Politik

Niederlande schließen Europas größtes Erdgasfeld

Wegen zunehmender Erdbeben und Sicherheitsrisiken wird das niederländische Erdgasfeld bei Groningen ab dem Jahr 2030 geschlossen.
04.04.2018 17:02
Lesezeit: 2 min

Die Erdgasfördermenge an Europas größtem Gasfeld soll ab 2022 um zwei Drittel gesenkt werden und ab 2030 zum vollständigen Erliegen kommen. Dies gab der niederländische Wirtschaftsminister, Eric Wiebes, am vergangenen Donnerstag bekannt, wie Bloomberg berichtet. Energieversorger befürchten Energieengpässe in der kalten Jahreszeit. Die niederländische Regierung plant für diese Fälle das Anlegen eines Energiespeichers.
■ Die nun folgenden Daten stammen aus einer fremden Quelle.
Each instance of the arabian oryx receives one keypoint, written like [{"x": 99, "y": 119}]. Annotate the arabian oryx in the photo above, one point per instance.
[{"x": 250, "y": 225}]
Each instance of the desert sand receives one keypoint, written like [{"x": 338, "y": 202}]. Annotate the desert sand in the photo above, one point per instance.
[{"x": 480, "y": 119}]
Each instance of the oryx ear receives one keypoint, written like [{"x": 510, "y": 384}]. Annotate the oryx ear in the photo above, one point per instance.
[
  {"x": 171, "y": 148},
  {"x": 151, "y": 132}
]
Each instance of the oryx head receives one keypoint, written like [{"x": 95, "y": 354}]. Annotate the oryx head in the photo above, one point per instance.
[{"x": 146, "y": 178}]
Bereits im Februar hatte die niederländische Behörde für Bergbausicherheit die Regierung mit Hinweis auf einzuhaltende Sicherheitsstandards aufgefordert, die Erdgasförderung in Groningen zurückzufahren. In der Vergangenheit war es immer wieder bei Erdbeben zu Sicherheitsrisiken im Gasfördergebiet durch Risse und Hohlräume in Gesteins- und Erdschichten gekommen. Gebildet werden diese durch bei der Gasförderung freigesetzte Gase.

Im Jahr 2014 hatte die niederländische Regierung die jährliche Fördermenge auf 21,6 Milliarden Kubikmeter begrenzt. Diese Menge entspricht rund fünf Prozent des gesamten Gasbedarfs der EU. Wie Wirtschaftsminister Wiebes nun bekanntgab, soll die Gasförderung bis Oktober 2022 auf 12 Milliarden Kubikmeter pro Jahr zurückgefahren werden. Anschließend soll sie sich in einem 12-Monatszeitraum auf 7,5 Milliarden Kubikmeter reduzieren und im Jahr 2030 ganz gestoppt werden.

Betrieben wird das Erdgasfeld von der niederländischen Gasunie. Diese befürchtet durch die Reduzierung das vermehrte Auftreten von Energieengpässen.  Um die Versorgungssicherheit garantieren zu können, ist das Vorhalten einer jährlichen Fördermenge von mindestens 14 Milliarden Kubikmetern notwendig, in besonders kalten Winter steigt der Erdgasbedarf auf 27 Milliarden Kubikmeter.

Das Groninger Gasfeld das größte Erdgasfeld in Europa. Von der Schließung des Groninger Erdgasfeldes sind nicht nur mehrere Millionen Haushalte in den Niederlanden, Deutschland, Belgien und Frankreich betroffen. Gleichzeitig bildet die Erdgasförderung auch eine Einnahmequelle für den niederländischen Staat. Im vergangenen Jahr erzielte das Land Einnahmen von rund 2 Milliarden Euro.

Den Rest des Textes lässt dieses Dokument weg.